AIDS HIV is transmitted by contact with the body fluids and secretions that contain the virus. The methods of transmission involve the exchange of body fluids such blood, semen, vaginal secretions, and breast milk. Thus a lactacting mother can actually pass the HIV virus on to the baby. The saliva, urine , tears have also traces of the HIV virus but transmission from these fluids and secretions is extremely rare.
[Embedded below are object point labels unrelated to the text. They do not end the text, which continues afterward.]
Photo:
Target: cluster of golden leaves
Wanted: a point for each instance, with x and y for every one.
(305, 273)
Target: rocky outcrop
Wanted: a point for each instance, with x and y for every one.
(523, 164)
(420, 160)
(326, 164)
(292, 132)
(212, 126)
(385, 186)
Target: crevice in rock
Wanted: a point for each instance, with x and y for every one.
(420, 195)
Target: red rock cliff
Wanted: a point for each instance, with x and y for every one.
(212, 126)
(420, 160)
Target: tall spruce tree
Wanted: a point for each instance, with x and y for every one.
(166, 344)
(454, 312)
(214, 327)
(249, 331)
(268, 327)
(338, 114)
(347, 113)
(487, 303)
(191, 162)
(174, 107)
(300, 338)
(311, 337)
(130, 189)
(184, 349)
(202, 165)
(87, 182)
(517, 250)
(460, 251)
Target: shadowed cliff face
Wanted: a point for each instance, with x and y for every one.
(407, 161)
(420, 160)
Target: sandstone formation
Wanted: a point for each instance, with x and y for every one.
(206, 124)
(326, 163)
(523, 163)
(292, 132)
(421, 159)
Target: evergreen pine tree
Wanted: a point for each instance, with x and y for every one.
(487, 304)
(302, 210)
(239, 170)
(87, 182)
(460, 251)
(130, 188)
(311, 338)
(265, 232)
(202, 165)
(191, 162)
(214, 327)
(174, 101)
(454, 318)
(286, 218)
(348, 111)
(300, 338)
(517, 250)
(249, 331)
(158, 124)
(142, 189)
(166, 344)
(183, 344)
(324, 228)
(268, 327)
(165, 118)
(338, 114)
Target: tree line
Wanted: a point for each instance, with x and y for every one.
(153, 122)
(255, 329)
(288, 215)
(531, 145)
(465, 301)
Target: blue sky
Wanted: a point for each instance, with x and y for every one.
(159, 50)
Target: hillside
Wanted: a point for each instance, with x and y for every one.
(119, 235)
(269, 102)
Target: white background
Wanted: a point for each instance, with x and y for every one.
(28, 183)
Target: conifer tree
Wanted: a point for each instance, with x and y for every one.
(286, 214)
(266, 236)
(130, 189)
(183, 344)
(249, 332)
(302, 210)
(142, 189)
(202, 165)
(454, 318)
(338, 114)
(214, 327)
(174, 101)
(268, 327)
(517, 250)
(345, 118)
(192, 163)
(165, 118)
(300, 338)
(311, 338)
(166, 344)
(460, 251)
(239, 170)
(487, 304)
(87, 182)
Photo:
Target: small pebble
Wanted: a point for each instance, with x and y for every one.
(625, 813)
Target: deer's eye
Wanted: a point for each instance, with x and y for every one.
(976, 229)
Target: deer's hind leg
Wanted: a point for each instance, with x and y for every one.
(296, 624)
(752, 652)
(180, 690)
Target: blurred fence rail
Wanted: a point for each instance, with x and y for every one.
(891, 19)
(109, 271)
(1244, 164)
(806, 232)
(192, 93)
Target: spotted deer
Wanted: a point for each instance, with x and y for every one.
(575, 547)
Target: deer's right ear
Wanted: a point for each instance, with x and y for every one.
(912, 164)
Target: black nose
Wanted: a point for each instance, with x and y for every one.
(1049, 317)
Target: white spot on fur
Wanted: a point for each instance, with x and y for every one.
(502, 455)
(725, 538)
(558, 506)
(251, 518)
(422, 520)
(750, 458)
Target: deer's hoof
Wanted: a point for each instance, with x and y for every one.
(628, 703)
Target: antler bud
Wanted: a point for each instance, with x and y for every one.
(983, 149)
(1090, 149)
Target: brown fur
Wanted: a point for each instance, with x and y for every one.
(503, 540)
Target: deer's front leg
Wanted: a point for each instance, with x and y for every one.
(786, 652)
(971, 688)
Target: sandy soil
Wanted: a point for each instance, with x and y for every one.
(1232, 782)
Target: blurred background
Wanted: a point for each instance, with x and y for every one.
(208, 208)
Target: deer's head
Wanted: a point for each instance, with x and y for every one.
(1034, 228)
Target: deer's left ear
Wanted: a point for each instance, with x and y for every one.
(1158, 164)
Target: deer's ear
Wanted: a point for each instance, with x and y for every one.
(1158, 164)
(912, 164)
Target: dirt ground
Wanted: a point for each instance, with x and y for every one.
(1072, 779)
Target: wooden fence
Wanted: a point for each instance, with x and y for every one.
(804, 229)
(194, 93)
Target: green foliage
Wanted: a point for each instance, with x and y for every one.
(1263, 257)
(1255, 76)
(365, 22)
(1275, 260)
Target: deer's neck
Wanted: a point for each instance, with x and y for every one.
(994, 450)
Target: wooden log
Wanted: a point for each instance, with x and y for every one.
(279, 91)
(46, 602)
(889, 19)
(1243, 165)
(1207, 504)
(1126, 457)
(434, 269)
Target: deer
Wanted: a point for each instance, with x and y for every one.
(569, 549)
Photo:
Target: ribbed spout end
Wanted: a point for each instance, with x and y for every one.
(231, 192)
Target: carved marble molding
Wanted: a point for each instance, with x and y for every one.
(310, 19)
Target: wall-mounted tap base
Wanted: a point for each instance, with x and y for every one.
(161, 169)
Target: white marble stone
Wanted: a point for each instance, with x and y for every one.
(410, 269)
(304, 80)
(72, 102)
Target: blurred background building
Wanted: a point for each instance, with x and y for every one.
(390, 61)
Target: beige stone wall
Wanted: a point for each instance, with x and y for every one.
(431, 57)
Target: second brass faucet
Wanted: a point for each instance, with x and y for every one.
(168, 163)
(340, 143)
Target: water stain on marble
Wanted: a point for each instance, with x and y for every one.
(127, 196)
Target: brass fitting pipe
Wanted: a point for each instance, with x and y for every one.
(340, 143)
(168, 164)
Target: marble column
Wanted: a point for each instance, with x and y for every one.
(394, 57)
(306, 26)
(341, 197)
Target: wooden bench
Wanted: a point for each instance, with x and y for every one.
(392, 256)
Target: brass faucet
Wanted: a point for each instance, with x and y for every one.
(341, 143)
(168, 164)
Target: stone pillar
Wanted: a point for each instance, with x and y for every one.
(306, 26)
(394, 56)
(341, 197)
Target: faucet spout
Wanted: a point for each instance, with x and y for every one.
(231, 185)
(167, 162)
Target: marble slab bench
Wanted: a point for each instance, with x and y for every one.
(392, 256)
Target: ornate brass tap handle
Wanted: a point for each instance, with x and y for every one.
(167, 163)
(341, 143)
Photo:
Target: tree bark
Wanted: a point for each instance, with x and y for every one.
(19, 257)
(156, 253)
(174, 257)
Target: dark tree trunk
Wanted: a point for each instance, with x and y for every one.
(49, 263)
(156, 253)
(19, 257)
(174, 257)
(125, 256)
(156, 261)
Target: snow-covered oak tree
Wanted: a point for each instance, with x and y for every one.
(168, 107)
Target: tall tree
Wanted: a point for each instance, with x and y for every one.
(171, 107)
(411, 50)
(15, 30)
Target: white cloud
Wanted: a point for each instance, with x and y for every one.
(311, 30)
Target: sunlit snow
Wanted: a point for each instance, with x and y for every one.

The act of transmitting the virus itself is through sexual intercourse, sharing needles among drug users, contaminated blood transfusions, and breastfeeding a child. The mother is also likely to share the virus or pass it to the child before and after birth.

Symptoms

Most people who have the AIDS HIV virus exhibit no symptom at the onset of the infection. However, as the invasion progresses, there will be signs such as fever, fatigue, rashes, and swollen lymph node. These symptoms disappear after a few weeks but the swelling remains. In fact, a person who is HIV positive can live for up to a year without getting AIDS. When it gets to the AIDS stage, there are also accompanying symptoms such as rashes, swollen lymph nodes, fatigue, weight loss, recurring diarrhea . Infected persons develop complications such as Kaposi’s sarcoma, a painless cancer that appears as patches on the skin. It is common among homosexual men. Cancers of the lymphoma or the immune system appear inducing memory loss, personality changes as well as cancers of the cervix for women and rectum cancer for men. Death is caused by all factors such as further infections and cancers.

Diagnosis

Blood tests are used to diagnose an HIV person infected with the virus. There are several techniques to do this; blood test to detect antibodies to HIV and the viral tests or P24 antigen.

Treatment

Antiretiroviral drugs are used to treat HIV patients and there are 3 classes of drugs used to treat a patient such as nucleoside reverse transcription inhibitors, non-nucleoside reverse transcriptase inhibitors, and protease inhibitors. When these treatments are done, a patient can expect to live longer unless the HIV progresses to AIDS.

Tips and comments

Protecting yourselves during sexual intercourse is still the best way of preventing the transmission of  the AIDS HIV virus. It would even be better to abstain from sex to prevent transmission.

Do not share needles and syringes.

For healthcare workers, wearing rubber gloves reduces exposures to fluids and secretions of an infected person.